Turns out, I have less of a set “type” than I thought. I don’t bother checking out dudes with shaved heads, throat tattoos or lobes big enough for me to put four fingers through. (My inner comparison of that last bit to fisting doesn’t escape me.) Looking around, there’s fewer would’s in here than I would have been able to spot a few years ago. Has my taste changed that much or are people getting uglier? I want to believe I am becoming more refined in my choice in men, but the second option is equally as likely.
I watch women a lot too, though I’m pickier and harsher in my judgments of them as they walk by. There’s fat-faced high school girls abound in here, and the low-budget edgy dye jobs are a red flag that I don’t need to go there. (I learned this lesson the hard way about five years ago. Remind me and I’ll tell you guys about it later.)
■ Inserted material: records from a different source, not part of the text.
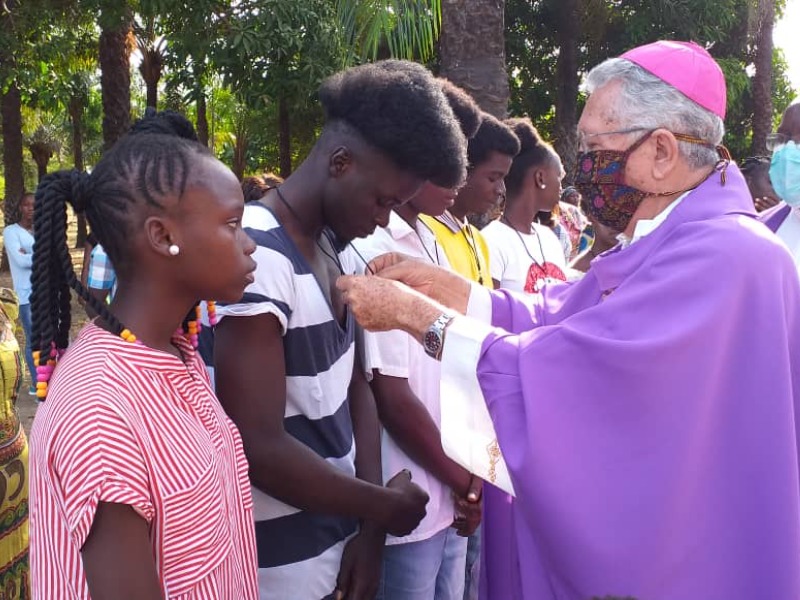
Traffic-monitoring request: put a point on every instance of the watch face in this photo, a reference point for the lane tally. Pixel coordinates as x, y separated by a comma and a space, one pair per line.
433, 342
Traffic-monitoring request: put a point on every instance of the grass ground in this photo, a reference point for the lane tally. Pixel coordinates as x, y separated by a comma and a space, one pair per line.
26, 404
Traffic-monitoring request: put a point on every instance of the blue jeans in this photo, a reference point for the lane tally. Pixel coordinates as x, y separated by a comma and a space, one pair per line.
473, 572
431, 569
27, 326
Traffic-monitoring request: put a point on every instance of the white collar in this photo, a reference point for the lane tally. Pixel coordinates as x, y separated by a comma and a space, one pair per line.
647, 226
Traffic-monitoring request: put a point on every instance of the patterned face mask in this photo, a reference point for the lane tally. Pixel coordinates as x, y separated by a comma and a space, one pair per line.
600, 180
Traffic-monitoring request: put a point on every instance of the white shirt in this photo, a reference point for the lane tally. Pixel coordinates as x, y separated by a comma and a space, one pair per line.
645, 227
789, 232
396, 354
513, 256
467, 428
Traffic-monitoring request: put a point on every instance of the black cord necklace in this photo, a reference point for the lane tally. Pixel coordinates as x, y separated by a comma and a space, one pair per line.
424, 246
332, 256
525, 246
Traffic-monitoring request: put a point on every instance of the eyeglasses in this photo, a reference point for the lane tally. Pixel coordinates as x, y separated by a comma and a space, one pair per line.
583, 138
776, 140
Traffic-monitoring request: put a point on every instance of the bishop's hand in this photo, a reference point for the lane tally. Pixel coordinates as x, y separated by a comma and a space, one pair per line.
443, 286
380, 304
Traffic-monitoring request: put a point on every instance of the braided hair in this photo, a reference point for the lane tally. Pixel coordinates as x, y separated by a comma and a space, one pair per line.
534, 152
149, 165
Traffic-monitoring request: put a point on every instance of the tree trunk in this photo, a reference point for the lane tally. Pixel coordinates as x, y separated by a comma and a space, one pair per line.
284, 138
115, 82
151, 68
41, 156
240, 151
12, 151
76, 119
762, 80
202, 118
152, 93
472, 51
566, 117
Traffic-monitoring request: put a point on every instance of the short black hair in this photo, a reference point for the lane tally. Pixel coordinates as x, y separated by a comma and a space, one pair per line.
534, 152
399, 108
493, 136
151, 163
466, 110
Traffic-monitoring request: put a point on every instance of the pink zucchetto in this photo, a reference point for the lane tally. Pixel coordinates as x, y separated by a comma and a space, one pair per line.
687, 67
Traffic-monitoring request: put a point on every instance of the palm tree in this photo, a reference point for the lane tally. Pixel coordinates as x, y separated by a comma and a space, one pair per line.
11, 114
567, 78
472, 51
376, 29
43, 144
763, 22
116, 44
151, 47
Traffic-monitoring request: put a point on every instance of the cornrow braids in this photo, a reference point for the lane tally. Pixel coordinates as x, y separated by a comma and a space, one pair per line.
533, 152
145, 168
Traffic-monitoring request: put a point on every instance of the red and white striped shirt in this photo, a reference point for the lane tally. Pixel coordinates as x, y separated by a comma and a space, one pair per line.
127, 424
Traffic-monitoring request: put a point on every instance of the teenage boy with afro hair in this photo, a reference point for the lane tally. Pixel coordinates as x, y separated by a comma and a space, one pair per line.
430, 562
490, 152
286, 365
A girl just walked in the front door–she bears slight resemblance to a coke-y Lohan. I’m feeling it until the guy two steps behind her makes jealous eye contact, so I go back to pretending to read something really interesting on my laptop’s screen. My sexual preference has always been fairly fluid, but I suspect I’m years past wanting to actively sleep with women… thinking about, however, it is a different story.
That’s precisely one ‘would’ in four hours of people watching, by the way. I know it’s not that I’m not interested in looking, but everything I’ve been looking at hasn’t been all that interesting. Well, maybe interesting to the kinds of girls I mentioned in my last paragraph but not to me.
Trust me, I’ve been evaluating my options. The rockabillies are too chubby, the punk rock boys too thin. The older dudes are in no way comparable to foxes, the younger dudes could use a bath and a box of Nicorette. All those formerly delicious bros are packing beer guts and hipster boys have no visible package in their skinny jeans.
Picky, picky, picky. It’s not like this was intentional, but I suspect my sex drive is on sabbatical for a while. I’m not bothered by the idea at all, but it’d be nice to see someone worth making eyes at on occasion.
Then again, between work, websites and my anal-retentive work out schedule I don’t have much time to ‘entertain’. Unless by ‘entertain’ we mean spending hours writing by myself in coffee shops where I stare at (ugly) boys.
For the record, I will probably never stop having enough time for that.